After seeing the bluing jobs done by others I decided to follow suite. Picked up some birchwood casey's and went for it. To my disappointment it came out like this.



Anybody have a clue what's going on here? Another brand of bluing I should try? Does the bluing process require the carbon to do its thing?
I can always get some bluing remover and take it back to how it was but I thought the blued blade looked pretty cool. Reminiscent of vintage/antique bayonets and such.
Any insight is appreciated.
 
What steel is the knife made from? Cold bluing often takes up to 5 coats to make a high carbon steel look nice...but it has to be carbon steel and nothing stainless.

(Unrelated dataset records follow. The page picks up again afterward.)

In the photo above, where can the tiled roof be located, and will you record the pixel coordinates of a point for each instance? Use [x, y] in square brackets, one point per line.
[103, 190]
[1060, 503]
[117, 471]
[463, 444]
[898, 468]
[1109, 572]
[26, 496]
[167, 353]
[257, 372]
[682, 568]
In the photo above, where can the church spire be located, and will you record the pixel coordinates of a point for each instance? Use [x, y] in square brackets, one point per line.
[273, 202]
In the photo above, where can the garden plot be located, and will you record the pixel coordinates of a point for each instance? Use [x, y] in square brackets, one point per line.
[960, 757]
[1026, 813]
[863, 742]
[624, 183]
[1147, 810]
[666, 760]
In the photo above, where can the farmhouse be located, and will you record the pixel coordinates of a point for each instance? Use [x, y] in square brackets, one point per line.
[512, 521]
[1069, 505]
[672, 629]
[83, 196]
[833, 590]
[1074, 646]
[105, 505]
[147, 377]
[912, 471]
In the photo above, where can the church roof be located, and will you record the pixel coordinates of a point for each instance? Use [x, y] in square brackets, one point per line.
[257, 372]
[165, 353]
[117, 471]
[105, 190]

Also, did you warm the blade with a heat gun before adding the liquid?
 
The short of it is INFI which has a satin finish or other bare steel finish that's been cleaned of the decarburization from heat treat is highly rust and bluing resistant. You would need do to hot tank bluing, maybe even using a setup for bluing stainless steel to get a good finish.
 
you may need to take the polish of a the blade off, i blue knives alot and a polished blade makes the bluing hard to stick to, maybe some steel wool or high grit sand paper to rough it up a bit
 
Cold gun bluing is for touching up worn areas on guns. Regardless of what it says on the bottle, it is not designed for coloring entire objects.
Cold blue offers no rust protection, it wears right off, it stinks, and it looks like crap.
Now, someone will tell me they have figured out the "secrets" to making cold blue look good/last/etc. I will say they are deluding themselves. We experimented with cold blues 40 years ago and went through all the same "discoveries." You may think you cold blue job looks great, but anyone with any experience can spot it from across the room.
Leave the cold blue alone and stop screwing up your knives.
 
20150518_225031_zpsmek3q11k.jpg


my bk2 after i blued it, i stripped it with paint stripper, cleaned it with alcohol, sanding it a little and heated the blade with my heat gun then applied 5 layers to each side of the blade, it turned out well

FYI i used birchwood casey perma blue
 
Cold gun bluing is for touching up worn areas on guns. Regardless of what it says on the bottle, it is not designed for coloring entire objects.
Cold blue offers no rust protection, it wears right off, it stinks, and it looks like crap.
Now, someone will tell me they have figured out the "secrets" to making cold blue look good/last/etc. I will say they are deluding themselves. We experimented with cold blues 40 years ago and went through all the same "discoveries." You may think you cold blue job looks great, but anyone with any experience can spot it from across the room.
Leave the cold blue alone and stop screwing up your knives.

Right on. Yeah this is totally just an experiment for me. There's not a lot of info out there on whether or not it works/how long it will last, etc. appreciate the input.
 
Beauty is, of course, in the eye of the beholder.
People who have seriously been around knives for a while chuckle at things like this.
Please don't misunderstand-I'm all for modding and customizing knives. It's just that I'm trying to give you the benefit of my experience.
Some people listen. Others have to pee on the electric fence to find out for themselves.